The Dhaka Stock Exchange board is likely to make a decision on Coppertech Industries’ listing today as the bourse’s management failed to do so due to a number of reasons including the expiry of listing time for the company.
The DSE on Sunday called an emergency board meeting for today to resolve the issue of Coppertech listing.
The DSE board on July 14 asked the bourse’s management to make a decision on Coppertech’s listing in line with the rules and regulations.
The management after assessing rules and regulations and finding various consistencies in Coppertech’s financial accounts could not make a decision about the company’s listing with the DSE.
DSE officials said that the management found that it had no authority to approve Copperetch’s listing as time for listing of the company ended on June 23.
According to the securities rules, listing of a company must be completed within 75 days of its initial public offering subscription.
The management found that the listing would breach the DSE listing regulations.
Earlier, the DSE chief regulatory officer sent a letter to BSEC mentioning a number of anomalies in Coppertech’s financial statements and asked necessary directive from the commission. The regulator is yet to respond to the letter.
The management also raised question about capital formation of Copperetch and informed the BSEC the matter with its findings.
The media reported that the company took fraudulent path by fabricating its financial accounts and making artificial paid-up capital. The allegations instigated Institute of Charterred Accountants of Bangladesh to investigate the matter, but it failed to complete the probe as Coppertech’s auditor declined to cooperate the ICAB.

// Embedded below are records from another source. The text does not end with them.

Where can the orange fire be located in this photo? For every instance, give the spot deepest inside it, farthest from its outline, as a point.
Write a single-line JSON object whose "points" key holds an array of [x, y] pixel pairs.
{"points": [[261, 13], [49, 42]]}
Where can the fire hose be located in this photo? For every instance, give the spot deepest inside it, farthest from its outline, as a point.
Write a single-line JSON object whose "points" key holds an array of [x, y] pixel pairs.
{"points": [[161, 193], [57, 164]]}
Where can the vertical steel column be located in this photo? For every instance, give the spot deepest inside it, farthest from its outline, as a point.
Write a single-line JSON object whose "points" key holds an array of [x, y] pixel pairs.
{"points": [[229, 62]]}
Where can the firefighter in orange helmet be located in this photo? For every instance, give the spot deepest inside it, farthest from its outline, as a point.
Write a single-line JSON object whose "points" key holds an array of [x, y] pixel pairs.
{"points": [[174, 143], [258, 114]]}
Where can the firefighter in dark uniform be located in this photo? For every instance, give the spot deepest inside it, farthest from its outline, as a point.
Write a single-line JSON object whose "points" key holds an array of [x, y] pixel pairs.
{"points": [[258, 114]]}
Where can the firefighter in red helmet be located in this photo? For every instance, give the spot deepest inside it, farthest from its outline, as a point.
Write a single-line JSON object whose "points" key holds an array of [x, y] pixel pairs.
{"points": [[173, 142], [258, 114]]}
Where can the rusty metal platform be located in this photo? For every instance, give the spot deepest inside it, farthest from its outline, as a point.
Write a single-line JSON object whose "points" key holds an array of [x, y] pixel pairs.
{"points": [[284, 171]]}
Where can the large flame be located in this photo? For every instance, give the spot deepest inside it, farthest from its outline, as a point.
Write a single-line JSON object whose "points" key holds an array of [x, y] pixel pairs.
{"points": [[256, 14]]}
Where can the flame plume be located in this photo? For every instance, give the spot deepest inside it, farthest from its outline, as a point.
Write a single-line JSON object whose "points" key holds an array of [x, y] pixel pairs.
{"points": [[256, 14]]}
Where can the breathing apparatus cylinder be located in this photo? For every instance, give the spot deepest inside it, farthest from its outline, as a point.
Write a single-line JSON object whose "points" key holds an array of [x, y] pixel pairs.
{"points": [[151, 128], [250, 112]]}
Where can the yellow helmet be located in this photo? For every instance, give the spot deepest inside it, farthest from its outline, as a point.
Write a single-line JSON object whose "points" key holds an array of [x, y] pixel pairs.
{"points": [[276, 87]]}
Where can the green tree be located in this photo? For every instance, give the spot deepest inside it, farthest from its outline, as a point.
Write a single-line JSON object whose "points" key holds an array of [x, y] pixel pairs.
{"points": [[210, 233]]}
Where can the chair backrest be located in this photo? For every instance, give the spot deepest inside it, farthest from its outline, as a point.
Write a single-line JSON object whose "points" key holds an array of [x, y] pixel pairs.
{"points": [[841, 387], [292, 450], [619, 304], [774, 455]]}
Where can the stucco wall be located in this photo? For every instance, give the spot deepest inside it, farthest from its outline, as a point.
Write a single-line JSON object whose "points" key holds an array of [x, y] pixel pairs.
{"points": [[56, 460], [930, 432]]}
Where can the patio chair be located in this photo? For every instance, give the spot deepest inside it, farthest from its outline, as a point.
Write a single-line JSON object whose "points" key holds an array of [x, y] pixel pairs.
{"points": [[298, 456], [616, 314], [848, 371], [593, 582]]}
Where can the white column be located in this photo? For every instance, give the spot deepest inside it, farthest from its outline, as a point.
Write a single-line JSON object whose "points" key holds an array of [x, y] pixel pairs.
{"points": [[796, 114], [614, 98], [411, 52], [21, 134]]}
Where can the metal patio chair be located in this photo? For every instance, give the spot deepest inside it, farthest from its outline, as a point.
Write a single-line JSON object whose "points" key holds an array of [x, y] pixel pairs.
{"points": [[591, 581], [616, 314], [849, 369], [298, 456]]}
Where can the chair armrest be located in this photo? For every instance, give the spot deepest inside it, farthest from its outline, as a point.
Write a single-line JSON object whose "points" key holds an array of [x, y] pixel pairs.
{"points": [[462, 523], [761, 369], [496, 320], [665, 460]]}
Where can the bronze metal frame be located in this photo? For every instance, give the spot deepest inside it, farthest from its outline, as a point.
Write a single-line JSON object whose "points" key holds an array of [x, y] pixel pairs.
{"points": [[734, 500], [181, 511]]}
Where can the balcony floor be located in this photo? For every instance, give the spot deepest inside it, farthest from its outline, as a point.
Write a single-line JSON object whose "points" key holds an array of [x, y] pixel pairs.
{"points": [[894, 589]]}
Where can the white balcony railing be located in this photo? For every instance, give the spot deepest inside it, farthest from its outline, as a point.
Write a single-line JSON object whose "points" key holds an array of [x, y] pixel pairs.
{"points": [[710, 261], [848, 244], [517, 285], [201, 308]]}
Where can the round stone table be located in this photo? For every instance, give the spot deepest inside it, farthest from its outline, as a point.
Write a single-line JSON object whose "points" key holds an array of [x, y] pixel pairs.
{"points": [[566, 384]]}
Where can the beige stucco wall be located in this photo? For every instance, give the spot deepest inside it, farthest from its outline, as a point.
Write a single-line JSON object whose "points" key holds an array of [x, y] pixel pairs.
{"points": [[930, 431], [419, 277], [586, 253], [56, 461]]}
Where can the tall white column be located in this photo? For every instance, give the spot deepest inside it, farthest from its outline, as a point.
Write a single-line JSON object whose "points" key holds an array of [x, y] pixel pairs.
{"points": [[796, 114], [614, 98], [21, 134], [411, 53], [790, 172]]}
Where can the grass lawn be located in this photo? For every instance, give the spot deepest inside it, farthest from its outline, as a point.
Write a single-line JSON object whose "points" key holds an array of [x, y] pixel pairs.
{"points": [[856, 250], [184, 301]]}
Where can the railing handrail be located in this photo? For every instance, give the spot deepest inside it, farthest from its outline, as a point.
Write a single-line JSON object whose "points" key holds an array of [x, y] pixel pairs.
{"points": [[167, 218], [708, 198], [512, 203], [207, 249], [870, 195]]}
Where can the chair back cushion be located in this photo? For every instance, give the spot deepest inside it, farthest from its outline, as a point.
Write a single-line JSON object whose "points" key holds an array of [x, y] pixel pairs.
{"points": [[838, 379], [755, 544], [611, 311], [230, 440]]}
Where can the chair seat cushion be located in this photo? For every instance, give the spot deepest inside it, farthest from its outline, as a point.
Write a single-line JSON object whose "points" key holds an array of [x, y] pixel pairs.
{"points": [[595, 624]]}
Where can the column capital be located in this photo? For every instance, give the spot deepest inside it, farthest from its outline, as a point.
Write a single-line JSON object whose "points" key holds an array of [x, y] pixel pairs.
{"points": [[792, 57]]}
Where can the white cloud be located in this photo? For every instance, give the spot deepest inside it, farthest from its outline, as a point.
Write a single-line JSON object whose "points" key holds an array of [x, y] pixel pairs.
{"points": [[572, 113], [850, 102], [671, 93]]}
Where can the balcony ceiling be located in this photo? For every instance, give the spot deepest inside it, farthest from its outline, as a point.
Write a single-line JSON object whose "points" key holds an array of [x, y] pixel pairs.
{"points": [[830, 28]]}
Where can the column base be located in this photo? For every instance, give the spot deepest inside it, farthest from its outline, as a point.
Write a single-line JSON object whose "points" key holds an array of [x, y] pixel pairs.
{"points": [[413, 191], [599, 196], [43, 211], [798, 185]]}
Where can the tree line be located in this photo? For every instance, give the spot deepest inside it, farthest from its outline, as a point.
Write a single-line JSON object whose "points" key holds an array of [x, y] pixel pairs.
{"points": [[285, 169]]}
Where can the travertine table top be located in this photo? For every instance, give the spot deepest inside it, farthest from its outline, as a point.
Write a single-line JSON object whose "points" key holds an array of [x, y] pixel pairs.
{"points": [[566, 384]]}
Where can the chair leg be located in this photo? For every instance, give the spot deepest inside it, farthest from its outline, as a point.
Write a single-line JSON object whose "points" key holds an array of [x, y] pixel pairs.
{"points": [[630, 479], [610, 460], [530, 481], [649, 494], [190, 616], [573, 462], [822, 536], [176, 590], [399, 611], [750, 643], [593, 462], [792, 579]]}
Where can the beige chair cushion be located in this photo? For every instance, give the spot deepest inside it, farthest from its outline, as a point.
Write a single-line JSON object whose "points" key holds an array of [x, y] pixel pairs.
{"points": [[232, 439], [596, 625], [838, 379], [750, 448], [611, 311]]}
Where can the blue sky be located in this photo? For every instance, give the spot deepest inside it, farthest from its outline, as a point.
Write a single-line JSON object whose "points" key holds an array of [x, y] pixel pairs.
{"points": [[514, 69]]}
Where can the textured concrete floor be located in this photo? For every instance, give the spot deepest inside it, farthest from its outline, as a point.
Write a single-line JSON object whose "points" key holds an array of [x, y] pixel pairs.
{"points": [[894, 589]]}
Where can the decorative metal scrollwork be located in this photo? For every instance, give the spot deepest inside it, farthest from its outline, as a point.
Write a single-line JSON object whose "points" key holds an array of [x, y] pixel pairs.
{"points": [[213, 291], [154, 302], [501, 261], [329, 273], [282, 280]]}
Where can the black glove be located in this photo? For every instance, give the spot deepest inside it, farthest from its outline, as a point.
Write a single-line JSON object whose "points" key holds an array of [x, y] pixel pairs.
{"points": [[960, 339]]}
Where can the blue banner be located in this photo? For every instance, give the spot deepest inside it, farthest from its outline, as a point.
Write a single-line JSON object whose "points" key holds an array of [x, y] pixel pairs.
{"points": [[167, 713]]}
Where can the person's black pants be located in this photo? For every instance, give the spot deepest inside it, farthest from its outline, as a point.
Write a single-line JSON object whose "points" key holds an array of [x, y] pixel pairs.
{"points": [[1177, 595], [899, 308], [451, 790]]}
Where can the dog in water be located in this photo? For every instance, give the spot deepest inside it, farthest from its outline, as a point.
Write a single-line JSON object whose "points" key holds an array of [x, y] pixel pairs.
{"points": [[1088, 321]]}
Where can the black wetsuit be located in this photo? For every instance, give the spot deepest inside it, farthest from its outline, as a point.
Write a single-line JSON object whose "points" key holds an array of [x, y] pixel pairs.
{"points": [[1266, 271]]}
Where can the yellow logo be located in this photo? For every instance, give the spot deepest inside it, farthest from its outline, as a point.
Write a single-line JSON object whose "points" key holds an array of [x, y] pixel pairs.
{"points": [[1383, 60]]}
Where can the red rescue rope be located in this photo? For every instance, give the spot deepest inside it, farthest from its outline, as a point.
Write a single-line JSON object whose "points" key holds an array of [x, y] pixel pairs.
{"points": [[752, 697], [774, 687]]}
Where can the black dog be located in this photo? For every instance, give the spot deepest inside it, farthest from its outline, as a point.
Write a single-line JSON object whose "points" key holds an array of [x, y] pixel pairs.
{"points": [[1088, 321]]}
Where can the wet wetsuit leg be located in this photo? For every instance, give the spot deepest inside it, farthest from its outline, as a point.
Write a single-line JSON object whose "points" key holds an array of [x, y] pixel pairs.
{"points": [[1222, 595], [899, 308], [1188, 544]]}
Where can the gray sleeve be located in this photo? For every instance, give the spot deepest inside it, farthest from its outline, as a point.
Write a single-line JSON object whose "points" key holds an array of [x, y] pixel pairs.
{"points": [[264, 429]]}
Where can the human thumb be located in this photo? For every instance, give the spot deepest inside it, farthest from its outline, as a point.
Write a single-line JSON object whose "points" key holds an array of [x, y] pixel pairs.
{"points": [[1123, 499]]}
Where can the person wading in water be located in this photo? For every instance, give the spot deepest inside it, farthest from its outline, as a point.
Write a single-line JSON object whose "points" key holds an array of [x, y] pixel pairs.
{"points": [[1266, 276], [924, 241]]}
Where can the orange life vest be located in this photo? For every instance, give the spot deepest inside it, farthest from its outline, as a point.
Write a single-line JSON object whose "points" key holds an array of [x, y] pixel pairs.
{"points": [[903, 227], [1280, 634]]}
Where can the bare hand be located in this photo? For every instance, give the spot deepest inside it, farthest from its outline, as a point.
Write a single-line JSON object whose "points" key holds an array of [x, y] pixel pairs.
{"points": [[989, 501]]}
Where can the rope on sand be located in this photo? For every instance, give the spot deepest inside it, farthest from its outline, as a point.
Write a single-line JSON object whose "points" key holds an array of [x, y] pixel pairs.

Mentioning all the issues regarding Coppertech, the DSE sought more time and necessary directives from the BSEC. The BSEC is yet to reply to the request.
Without investigating the matters and responding to the DSE findings, the commission directed the DSE to pay IPO subscription money to the company.
One of the DSE board members at the previous board meeting had raised concern that investors’ money might be at risk, DSE officials said.
But, giving approval to a company mired in controversies would be more dangerous for investors, market experts said.
The securities rules protect investors and the rules make the company bound to refund the money to the investors, they said.